Perhaps what the authors of the ACA failed to clarify was that it was a bill that was meant to expand coverage, but more importantly foster changes in the way care was delivered. ACOs, the creation of CMMI for innovation, required coverage of preventative care, and the guarantee of insurability, all encourage redesign and innovation. President Obama may not have initially understood the extent of the transformation that the ACA demanded. One painful and recurrent criticism of the former president was his failure to deliver on the promise that if “you like your care you can keep it.” I have always thought that his “lie” was probably not an intentional attempt to mislead us; that would have be inconsistent with whom I believed him to be. Rather, it was an error based in the fact that he did not fully realize that the ACA disallowed many policies that people liked because they were ineffective. They were essentially junk. They often did not provide coverage for preventive care, did not provide adequate coverage for women, did not cover preexisting illnesses, and had unrealistically low coverage limits. Some policies went away because employers did not want to continue the plan, or they were withdrawn from the market by insurers. The critics of the ACA were correct when they implied that it was a very complex piece of legislation. It took everyone, including President Obama, a while to fully appreciate what it meant and what it was really about.

 

Why review the past confusion about the ACA? It would be sad if those inadequate pre ACA policies came back. It would be bad for patients and would further roll back the move toward healthcare transformation that produced care that is consistent with the Triple Aim and is also good for caregivers. Burnout will continue to be a heartbreaking hidden loss that destroys providers and harms patients by turning their doctor or nurse into an automaton with little or no empathy because they have no emotional reserve.  Burned out clinicians do not have the energy to manage resources.

 

We will experience higher expense and increasing burnout until healthcare is reengineered to be efficient and effective.

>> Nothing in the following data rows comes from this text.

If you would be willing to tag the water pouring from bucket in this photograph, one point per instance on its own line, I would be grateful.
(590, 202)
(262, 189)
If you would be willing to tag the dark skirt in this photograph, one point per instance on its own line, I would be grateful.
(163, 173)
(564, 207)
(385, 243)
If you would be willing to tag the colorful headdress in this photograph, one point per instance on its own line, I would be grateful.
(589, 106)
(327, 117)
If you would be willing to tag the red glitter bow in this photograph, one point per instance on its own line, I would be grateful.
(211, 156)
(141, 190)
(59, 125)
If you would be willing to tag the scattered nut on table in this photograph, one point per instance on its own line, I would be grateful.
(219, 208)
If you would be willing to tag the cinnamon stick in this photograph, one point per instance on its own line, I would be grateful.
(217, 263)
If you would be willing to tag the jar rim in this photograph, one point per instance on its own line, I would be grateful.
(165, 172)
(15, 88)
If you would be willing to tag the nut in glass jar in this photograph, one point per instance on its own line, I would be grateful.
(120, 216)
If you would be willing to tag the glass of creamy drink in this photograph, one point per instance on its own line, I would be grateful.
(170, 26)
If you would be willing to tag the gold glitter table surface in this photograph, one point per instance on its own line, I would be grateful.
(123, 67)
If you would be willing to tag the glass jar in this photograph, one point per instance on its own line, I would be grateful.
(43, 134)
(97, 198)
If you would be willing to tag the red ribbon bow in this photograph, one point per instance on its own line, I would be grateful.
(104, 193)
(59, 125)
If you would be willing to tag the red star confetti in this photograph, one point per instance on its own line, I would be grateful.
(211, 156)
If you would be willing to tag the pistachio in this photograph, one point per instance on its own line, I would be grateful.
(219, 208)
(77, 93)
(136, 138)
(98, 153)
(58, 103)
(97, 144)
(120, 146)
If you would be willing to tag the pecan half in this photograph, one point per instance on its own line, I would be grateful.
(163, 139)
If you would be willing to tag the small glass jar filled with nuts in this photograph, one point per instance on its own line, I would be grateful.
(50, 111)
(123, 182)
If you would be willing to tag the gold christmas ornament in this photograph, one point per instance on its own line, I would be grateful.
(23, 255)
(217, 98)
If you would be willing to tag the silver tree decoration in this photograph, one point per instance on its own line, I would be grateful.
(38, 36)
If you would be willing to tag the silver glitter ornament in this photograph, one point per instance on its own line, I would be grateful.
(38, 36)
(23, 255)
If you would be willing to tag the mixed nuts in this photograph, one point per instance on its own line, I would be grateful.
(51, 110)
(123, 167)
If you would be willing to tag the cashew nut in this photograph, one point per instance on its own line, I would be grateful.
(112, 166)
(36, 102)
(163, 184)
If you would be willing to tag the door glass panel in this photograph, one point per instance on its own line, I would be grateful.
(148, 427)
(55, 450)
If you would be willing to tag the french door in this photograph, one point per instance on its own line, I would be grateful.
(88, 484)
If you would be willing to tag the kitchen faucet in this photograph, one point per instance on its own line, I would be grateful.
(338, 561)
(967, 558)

Success in every other industry is driven by continuous improvement and competition. Business competition has always been an American ideal but in complex industries, that competition and the products are regulated. Effective competition and innovation leads to “creative destruction” of poorly performing and inefficient products and services, and the same principles of capitalism will eventually succeed in healthcare when we really establish the finance and regulatory principles that allow the process of transformation to occur.

 

It is hard to know at this moment whether the long term impact on healthcare of the new administration will be positive or negative. If we devalue and deform Medicaid and Medicare while doing away with all of the structural gains of the ACA, we will move from having the most expensive and least effective healthcare system in the developed world to having a third world system of care with a decline from our current status of having a life expectancy pretty close to Costa Rica and Cuba. If, however, we can use the momentum of “repeal and replace” to advance the ideas for improvement of the ACA expressed by former President Obama in his recent New England Journal of Medicine and JAMA articles and convince just a few moderate Republican senators to align with revisions that will improve the ACA, then the next four years may turn out to be an exercise that was worth the pain.

 

No matter what happens in Congress the greatest benefit that healthcare professionals can collectively give their patients and themselves is a commitment to the principles of the Triple Aim with real emphasis on lowering the total expense of care. It can be done by reducing waste, improving the processes of chronic care, more effectively engaging patients and families, and embracing more vigorously than ever before our responsibility to always be searching for a better way.